“Think a minute, Constant,” said Phil. “We are floating just as fast as the river runs. The drift-wood is doing the same thing. The water, the drift, and the flatboat are all moving in the same direction at precisely the same speed.”
“Oh, I see,” said Constant, with an astonished look in his eyes. “We’ve nothing to measure by. We can’t tell which way we’re going, or how fast, or anything about it.”
“Why not come to anchor, then?” asked Irv. “If we keep on floating, nobody knows where we may go to. If there should be any gap in the line of levees anywhere, we might float into it. It would just tickle this flatboat to slip off on an expedition of that sort. Why not anchor till the fog lifts?”
“First, because we can’t,” said Phil. “The water is much too deep. But even if we could, it would be the very worst thing we could do. It would bring us to a standstill, while everything else afloat would keep on swirling past us, some of it running into us. If we should anchor here in the strong current, The Last of the Flatboats would soon have as many holes in her as a colander.”
“Then what do you intend to do, Phil?” asked Ed.
“Precisely nothing whatever,” answered the young captain. “Anything we might do would probably make matters worse. You see we were almost exactly in the middle of the river when the fog came down on us. Now, if we do nothing, the chances are that the current will carry us along somewhere near the middle, or at least well away from the shores. If it don’t, we can’t help it. The only thing we can do is to keep as close a watch as we can all around the boat, for we don’t know which end or which side of her is in front now. I want one fellow to go to the bow, one to the stern, and one to each side, and watch. If we are about to run into a bank or anything else, call out, and we may save ourselves at the last minute. That’s all we can do for the present. So go now!”
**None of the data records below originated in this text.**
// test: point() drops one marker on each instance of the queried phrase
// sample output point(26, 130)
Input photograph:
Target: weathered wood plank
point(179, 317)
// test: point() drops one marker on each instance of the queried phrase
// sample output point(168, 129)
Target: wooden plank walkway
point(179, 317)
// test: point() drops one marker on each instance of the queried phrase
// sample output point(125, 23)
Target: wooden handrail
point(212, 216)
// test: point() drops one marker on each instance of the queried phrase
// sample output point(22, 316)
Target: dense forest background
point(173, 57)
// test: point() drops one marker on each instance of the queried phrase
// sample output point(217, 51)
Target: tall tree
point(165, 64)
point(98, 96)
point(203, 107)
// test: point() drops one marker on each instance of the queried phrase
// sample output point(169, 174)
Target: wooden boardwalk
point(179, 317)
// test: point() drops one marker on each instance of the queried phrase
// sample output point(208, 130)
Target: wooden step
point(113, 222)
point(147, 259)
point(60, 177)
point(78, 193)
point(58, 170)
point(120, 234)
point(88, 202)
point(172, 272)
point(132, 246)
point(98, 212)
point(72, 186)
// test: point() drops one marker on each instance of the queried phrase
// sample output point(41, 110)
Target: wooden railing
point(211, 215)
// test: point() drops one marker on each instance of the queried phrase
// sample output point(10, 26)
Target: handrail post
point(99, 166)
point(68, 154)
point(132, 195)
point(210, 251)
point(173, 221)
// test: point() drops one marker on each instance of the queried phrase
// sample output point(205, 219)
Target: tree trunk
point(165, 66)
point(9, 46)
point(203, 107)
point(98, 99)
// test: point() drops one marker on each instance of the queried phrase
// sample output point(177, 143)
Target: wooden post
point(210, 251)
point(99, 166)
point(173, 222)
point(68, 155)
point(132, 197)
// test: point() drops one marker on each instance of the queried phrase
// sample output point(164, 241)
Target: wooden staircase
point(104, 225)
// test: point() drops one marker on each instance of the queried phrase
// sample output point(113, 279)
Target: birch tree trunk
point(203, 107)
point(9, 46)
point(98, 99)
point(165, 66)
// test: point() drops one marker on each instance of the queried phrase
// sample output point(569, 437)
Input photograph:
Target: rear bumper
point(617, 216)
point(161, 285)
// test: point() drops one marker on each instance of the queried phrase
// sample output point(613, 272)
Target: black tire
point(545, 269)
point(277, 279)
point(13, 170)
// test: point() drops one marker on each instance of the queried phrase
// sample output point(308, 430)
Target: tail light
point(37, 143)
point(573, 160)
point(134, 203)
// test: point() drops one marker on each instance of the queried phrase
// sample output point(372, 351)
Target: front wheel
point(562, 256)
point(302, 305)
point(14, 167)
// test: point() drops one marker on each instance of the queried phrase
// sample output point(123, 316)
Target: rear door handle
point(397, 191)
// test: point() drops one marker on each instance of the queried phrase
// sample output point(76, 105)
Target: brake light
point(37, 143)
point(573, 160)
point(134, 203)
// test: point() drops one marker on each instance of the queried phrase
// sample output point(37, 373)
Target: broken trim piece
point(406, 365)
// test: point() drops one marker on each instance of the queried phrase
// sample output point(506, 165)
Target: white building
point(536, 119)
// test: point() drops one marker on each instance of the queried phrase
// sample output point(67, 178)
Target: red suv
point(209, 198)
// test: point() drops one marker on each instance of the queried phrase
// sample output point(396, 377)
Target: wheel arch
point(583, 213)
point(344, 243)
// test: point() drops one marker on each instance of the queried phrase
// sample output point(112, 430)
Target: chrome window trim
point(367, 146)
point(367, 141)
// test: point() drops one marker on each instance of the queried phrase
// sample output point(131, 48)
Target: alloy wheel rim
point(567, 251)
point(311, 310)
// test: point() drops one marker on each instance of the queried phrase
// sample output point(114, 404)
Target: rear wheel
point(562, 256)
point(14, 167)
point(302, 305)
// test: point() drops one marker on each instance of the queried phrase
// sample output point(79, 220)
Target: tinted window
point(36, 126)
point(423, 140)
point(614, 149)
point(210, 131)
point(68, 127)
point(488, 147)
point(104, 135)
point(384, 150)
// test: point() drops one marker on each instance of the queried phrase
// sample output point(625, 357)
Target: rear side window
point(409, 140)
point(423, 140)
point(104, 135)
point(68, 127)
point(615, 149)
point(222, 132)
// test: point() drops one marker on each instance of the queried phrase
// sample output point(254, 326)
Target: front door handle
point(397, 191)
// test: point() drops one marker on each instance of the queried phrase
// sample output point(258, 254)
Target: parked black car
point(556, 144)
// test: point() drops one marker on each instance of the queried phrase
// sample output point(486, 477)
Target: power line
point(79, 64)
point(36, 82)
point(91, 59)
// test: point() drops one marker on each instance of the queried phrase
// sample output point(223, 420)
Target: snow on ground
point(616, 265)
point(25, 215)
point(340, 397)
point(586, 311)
The wisdom of Phil’s decision to do nothing except watch alertly was clear to all his comrades, so they took the places he had assigned them, while he busied himself first at one point and then at another, thinking all the while whether there might not be something else that he could do—some precaution not yet thought of that he could take. He went to the pump now and then and worked it till no more water came up. He went below two or three times to see that nothing was wrong with the cargo. The boys, meanwhile, were walking back and forth on their beats, each carrying a boat-hook with which to “fend off” the larger bits of drift which the eddies, cross currents, and those strange disturbances in the stream called “boils,” sometimes drove against the gunwales.
The “boils” referred to are peculiar to the Mississippi, I believe. They are whirlpools, caused by the conflict of cross currents, and, as Will Moreraud said during this day of close watching, they are “sometimes right side up and sometimes upside down.” That is to say, sometimes a current from beneath comes to the surface like water in a boiling kettle and seems to pile itself up in a sort of mound for a half minute or so, while sometimes there is a genuine whirlpool strong enough even to suck a skiff down, as old-time flatboatmen used to testify.
These were anxious hours for the young captain and his crew, but worse was to come. For night fell at last with the fog still on, and between the fog and the darkness it was no longer possible to see even the water at the sides of the boat from the deck.